Junge Sportlerinnen des Gymnasiums Nieder-Olm qualifizieren sich mit der Sportart Tennis fürs Bundesfinale in Berlin

Nieder-Olm. „Berlin, Berlin, wir fahren nach Berlin“ mit diesem Slogan reisen über 200 junge Sportlerinnen und Sportler aus 25 rheinland-pfälzischen Schulen vom 18. bis 22. September in die Bundeshauptstadt. Sie haben sich als Landessieger in verschiedenen Sportarten für das Bundesfinale der Wettbewerbe „Jugend trainiert für Olympia“ bzw. „Jugend trainiert für Paralympics“ qualifiziert.

Vor der Abfahrt nach Berlin dürfen sich die erfolgreichen Sportlerinnen und Sportler über neue Sportjacken freuen. Der einheitliche Auftritt und der Aufdruck „Team Rheinland-Pfalz“ auf der Kleidung betonen das Miteinander der jungen Rheinland-Pfälzer mit und ohne Behinderung. Die Anschaffung der Sportjacken ermöglicht in Rheinland-Pfalz das Bildungsministerium mit Unterstützung der Sparkassen und der Unfallkasse.

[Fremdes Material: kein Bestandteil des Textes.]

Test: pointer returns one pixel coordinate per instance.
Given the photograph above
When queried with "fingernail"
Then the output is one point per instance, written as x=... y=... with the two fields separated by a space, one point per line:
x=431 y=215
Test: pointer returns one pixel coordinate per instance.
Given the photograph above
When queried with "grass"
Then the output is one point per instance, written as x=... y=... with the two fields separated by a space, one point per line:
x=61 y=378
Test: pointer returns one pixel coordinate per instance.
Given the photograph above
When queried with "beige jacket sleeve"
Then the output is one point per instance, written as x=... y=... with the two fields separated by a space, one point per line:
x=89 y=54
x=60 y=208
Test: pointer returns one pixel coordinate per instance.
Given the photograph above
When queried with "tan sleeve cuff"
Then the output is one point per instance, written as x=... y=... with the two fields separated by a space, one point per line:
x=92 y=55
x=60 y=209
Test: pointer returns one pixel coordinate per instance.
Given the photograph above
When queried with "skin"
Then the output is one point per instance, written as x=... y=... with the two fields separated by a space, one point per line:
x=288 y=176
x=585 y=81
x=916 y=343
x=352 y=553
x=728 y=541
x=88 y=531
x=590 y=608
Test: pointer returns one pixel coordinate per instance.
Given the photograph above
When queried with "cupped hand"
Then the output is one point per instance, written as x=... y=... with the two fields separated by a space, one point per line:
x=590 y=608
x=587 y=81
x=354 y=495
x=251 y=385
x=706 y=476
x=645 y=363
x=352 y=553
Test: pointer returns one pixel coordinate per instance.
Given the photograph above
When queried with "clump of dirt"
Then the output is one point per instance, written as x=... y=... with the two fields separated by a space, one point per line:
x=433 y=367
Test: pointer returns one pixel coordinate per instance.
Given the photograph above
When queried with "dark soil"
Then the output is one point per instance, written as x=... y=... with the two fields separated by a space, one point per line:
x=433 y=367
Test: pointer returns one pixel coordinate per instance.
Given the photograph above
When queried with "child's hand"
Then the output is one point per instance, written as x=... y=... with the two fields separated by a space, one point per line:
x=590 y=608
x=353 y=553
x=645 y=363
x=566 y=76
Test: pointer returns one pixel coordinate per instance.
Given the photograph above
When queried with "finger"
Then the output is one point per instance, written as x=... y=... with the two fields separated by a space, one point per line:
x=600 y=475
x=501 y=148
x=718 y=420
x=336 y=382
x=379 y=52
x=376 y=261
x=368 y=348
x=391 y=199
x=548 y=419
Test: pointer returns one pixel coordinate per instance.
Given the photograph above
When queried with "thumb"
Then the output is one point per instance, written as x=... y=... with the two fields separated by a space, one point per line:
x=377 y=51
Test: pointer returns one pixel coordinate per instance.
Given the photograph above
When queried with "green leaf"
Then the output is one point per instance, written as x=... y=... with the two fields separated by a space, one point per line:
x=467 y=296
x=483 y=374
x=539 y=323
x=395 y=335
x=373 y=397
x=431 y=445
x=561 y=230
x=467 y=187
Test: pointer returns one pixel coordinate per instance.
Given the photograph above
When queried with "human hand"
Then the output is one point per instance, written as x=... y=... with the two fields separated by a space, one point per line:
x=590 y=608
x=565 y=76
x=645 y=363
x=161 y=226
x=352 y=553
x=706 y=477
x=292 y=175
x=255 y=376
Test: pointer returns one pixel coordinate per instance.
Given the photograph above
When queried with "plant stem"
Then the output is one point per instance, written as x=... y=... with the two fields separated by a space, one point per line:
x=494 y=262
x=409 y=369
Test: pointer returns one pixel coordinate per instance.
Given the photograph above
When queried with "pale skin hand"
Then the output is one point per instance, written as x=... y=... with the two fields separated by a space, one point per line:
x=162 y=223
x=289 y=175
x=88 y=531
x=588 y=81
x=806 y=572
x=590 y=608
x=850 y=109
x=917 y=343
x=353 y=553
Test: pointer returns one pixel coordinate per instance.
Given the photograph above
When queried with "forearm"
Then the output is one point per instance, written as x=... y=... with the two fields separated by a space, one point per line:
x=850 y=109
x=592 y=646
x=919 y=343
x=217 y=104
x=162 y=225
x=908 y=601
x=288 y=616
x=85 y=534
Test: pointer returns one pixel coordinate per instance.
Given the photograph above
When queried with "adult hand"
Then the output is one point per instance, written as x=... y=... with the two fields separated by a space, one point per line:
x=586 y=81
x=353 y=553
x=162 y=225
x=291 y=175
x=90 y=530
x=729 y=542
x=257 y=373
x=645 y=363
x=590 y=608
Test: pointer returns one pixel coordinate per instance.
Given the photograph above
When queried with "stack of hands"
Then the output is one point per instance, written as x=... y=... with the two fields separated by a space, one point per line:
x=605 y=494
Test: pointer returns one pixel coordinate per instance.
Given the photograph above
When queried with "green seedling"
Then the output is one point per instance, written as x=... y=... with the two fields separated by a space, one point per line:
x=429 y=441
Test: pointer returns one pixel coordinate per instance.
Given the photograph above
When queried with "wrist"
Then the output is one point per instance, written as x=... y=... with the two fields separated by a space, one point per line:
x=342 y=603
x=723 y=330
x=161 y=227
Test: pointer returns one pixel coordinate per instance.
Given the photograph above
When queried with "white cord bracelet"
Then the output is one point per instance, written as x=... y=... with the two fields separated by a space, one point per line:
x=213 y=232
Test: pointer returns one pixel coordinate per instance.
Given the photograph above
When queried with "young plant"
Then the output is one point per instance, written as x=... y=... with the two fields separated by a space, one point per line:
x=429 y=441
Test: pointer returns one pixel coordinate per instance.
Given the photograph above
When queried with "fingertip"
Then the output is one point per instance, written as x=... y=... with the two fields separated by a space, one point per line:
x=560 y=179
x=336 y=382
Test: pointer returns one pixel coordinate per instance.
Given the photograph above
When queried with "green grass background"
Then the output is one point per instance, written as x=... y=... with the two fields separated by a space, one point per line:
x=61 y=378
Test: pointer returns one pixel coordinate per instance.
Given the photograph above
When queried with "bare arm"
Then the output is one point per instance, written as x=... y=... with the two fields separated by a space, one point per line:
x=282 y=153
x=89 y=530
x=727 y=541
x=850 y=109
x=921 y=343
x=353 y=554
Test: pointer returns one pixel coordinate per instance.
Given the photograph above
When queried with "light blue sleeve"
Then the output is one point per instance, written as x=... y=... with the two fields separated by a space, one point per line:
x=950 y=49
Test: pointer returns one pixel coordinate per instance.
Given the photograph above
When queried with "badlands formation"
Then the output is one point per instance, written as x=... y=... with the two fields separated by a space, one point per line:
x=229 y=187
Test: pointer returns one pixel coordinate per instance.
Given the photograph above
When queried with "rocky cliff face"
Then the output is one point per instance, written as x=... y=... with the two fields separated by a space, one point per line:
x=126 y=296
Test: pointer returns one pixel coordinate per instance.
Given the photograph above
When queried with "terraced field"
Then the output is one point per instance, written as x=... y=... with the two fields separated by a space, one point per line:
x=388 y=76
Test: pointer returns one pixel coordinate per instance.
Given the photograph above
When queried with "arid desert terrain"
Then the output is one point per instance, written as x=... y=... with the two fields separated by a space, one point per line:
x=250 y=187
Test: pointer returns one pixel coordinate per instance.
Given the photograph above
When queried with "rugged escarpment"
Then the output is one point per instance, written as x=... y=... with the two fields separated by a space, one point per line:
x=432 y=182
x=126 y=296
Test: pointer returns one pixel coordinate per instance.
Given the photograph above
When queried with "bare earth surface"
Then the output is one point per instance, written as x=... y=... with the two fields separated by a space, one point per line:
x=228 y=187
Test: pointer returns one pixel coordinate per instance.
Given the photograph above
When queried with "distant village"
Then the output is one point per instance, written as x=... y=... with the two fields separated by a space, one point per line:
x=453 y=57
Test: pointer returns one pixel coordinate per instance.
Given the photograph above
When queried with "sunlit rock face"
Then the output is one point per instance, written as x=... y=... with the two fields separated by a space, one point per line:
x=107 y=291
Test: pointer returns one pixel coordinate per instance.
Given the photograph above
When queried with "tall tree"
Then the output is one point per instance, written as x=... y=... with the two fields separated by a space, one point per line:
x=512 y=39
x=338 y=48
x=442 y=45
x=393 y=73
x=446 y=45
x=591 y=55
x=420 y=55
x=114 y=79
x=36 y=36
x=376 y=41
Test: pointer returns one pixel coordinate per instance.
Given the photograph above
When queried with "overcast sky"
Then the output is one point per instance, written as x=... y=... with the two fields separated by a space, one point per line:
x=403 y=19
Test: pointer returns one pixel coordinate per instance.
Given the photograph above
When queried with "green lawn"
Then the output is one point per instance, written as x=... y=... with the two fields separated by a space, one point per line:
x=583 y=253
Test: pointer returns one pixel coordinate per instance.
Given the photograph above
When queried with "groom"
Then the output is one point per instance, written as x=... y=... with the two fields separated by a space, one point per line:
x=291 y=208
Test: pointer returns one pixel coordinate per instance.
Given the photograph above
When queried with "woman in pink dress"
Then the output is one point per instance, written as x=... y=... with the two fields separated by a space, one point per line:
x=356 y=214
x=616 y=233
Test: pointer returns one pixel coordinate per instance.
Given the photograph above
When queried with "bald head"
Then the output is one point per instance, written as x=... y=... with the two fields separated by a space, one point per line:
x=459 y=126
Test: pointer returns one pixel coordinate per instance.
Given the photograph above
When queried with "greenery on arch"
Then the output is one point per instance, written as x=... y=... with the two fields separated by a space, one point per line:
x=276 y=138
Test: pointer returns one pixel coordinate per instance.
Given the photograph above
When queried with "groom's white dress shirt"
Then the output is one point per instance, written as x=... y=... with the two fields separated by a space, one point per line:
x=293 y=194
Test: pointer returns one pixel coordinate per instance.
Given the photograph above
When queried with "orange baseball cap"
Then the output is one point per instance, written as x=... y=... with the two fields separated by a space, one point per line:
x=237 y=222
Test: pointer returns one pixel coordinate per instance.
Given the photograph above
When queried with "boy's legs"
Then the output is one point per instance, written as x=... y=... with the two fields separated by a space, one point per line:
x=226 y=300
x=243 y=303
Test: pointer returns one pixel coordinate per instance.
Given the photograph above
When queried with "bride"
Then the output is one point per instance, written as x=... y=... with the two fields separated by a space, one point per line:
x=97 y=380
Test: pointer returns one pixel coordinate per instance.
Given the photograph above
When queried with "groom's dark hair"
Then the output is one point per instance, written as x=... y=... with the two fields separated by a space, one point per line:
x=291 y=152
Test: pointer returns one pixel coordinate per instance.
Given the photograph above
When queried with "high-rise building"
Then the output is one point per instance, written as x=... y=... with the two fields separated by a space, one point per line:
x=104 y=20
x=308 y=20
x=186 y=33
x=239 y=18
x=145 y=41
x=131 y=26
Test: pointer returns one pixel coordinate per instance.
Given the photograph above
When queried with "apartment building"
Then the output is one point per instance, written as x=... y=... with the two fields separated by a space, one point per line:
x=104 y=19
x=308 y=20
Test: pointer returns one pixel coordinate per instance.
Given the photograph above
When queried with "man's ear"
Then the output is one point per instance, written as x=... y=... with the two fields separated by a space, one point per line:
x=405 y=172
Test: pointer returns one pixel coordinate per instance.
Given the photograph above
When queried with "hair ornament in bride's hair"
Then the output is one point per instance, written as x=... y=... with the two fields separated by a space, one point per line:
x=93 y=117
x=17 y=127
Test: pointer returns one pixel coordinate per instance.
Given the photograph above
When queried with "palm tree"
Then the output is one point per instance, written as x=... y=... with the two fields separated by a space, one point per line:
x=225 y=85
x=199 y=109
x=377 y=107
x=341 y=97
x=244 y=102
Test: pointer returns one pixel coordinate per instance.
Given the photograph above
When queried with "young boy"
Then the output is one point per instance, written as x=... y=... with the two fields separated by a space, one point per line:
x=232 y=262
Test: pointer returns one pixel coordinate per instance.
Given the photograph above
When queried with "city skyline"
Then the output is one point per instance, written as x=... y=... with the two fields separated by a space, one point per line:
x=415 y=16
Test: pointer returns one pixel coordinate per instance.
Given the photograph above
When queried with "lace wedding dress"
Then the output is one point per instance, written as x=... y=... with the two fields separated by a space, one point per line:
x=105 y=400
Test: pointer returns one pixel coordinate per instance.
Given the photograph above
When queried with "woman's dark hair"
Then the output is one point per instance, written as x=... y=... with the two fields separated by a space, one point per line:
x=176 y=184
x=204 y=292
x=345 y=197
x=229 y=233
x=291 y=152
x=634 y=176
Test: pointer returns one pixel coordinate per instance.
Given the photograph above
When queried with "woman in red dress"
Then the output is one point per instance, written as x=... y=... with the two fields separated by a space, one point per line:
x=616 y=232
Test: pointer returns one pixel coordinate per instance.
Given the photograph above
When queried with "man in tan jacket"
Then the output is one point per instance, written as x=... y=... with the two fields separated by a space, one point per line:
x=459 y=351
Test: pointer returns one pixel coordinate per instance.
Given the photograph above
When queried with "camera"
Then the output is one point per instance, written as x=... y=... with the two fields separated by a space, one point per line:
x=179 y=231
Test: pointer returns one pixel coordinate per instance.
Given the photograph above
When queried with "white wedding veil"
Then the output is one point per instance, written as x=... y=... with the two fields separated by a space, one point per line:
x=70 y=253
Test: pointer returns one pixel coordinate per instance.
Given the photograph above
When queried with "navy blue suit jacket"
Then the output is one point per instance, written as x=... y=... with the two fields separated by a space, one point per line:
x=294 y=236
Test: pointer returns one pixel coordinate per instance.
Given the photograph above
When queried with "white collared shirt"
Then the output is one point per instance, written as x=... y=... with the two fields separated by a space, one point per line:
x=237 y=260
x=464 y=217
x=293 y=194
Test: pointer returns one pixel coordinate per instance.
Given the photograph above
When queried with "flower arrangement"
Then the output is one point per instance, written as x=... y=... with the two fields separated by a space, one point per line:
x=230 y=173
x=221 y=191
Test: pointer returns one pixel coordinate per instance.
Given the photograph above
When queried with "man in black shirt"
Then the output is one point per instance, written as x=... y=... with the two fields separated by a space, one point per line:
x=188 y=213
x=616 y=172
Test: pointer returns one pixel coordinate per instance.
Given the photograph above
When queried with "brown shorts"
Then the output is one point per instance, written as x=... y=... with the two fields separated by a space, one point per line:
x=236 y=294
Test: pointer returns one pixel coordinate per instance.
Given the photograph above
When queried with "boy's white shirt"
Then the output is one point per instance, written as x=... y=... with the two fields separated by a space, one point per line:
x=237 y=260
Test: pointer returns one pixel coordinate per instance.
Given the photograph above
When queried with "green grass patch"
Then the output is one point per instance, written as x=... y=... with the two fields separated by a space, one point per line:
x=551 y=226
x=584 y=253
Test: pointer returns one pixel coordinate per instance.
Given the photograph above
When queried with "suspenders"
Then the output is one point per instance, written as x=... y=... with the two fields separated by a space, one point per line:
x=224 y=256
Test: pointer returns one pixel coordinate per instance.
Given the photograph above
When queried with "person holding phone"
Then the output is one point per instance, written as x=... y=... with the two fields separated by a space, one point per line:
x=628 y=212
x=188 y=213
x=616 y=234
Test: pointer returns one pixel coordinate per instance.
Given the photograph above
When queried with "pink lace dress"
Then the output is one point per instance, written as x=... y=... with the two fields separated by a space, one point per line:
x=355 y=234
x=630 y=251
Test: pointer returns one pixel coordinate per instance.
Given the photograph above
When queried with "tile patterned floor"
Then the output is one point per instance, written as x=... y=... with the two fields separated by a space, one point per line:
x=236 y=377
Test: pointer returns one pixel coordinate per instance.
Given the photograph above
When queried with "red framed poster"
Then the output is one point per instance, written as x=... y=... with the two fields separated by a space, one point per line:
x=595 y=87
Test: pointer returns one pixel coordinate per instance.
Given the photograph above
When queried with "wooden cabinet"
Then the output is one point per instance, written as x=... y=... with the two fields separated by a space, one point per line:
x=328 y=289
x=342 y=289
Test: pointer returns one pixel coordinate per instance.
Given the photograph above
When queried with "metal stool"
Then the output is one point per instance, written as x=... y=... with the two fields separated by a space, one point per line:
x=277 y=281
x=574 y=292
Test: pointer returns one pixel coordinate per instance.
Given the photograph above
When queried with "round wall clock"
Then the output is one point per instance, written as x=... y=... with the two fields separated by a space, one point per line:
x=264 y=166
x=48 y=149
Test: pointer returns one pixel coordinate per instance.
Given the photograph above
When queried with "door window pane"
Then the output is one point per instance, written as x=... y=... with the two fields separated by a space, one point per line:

Sven Mörsch, Filialdirektor der Sparkasse Mainz, besuchte jetzt die Sportlerinnen des Gymnasiums Nieder-Olm und überreichte auch im Namen des Ministeriums und der Unfallkasse den sportbegeisterten Schülerinnen die Sportjacken. „Es ist toll zu sehen, mit wie viel Ehrgeiz ihr es bis ins Finale von Jugend trainiert für Olympia geschafft habt. Macht weiter so, auch in der letzten Wettkampfetappe. Wir wünschen euch viel Erfolg und drücken euch für Berlin ganz fest die Daumen“, so Mörsch. Schulleiterin Christel Frey betonte: „Ich bin sehr stolz auf den bisherigen Erfolg der Mädchen. Auf die Schülerinnen wartet in Berlin die große spannende Endrunde des Wettbewerbs. Wenn sich die Mädchen dort durch den einheitlichen Auftritt mit den Mannschaftsjacken noch mehr als Team präsentieren können, stärkt das umso mehr den Teamgeist.“

In den kommenden Tagen steigt die Vorfreude. Christian Spaniol wird als Trainer die Mädchen-Mannschaft nach Berlin begleiten. Dort wartet auf die Schülerinnen dann das große Finale im Wettbewerb Jugend trainiert für Olympia. „Wirklich toll, was die Mädels bisher erreicht haben. Sie haben stark gespielt und sich sehr verdient für das Bundesfinale qualifiziert. Nun hoffe ich für das Team, dass sie in Berlin genauso erfolgreich sind, wie bisher“, sagte Spaniol.

Der Bundeswettbewerb

Die bundesweiten Wettbewerbe „Jugend trainiert für Olympia“ und „Jugend trainiert für Paralympics“ finden zur gleichen Zeit statt. Die Veranstaltungen für junge Menschen mit und ohne Behinderung verfolgen mehrere Ziele: Förderung des leistungsorientierten Sports, Talentsuche und Zusammenarbeit von Schulen, Vereinen und Verbänden. Beteiligen können sich Schülerinnen und Schüler aller Schularten. Nach den Landesentscheiden startet das Bundesfinale in Berlin.

Jugend trainiert für Olympia

Mit etwa 800.000 Teilnehmerinnen und Teilnehmern ist „Jugend trainiert für Olympia“ der größte Schulsportwettbewerb der Welt. Mit dem 1969 ins Leben gerufenen Wettbewerb feierten viele Spitzensportler ihre ersten Erfolge, so beispielsweise Michael Groß, Franziska van Almsick oder Boris Becker.

Jugend trainiert für Paralympics

An diesem Schulmannschaftswettbewerb beteiligen sich mittlerweile alle 16 Bundesländer. „Jugend trainiert für Paralympics“ erfreut sich steigender Zahlen und großer Anerkennung in der Öffentlichkeit. Ein berühmter Pate für die Teilnehmerinnen und Teilnehmer ist Jochen Wollmert. Er errang bei den Paralympics in der Sportart Tischtennis dreimal Einzelgold und zweimal Gold im Team und durfte sich auch bei Welt- und Europameisterschaften über höchste Auszeichnungen freuen.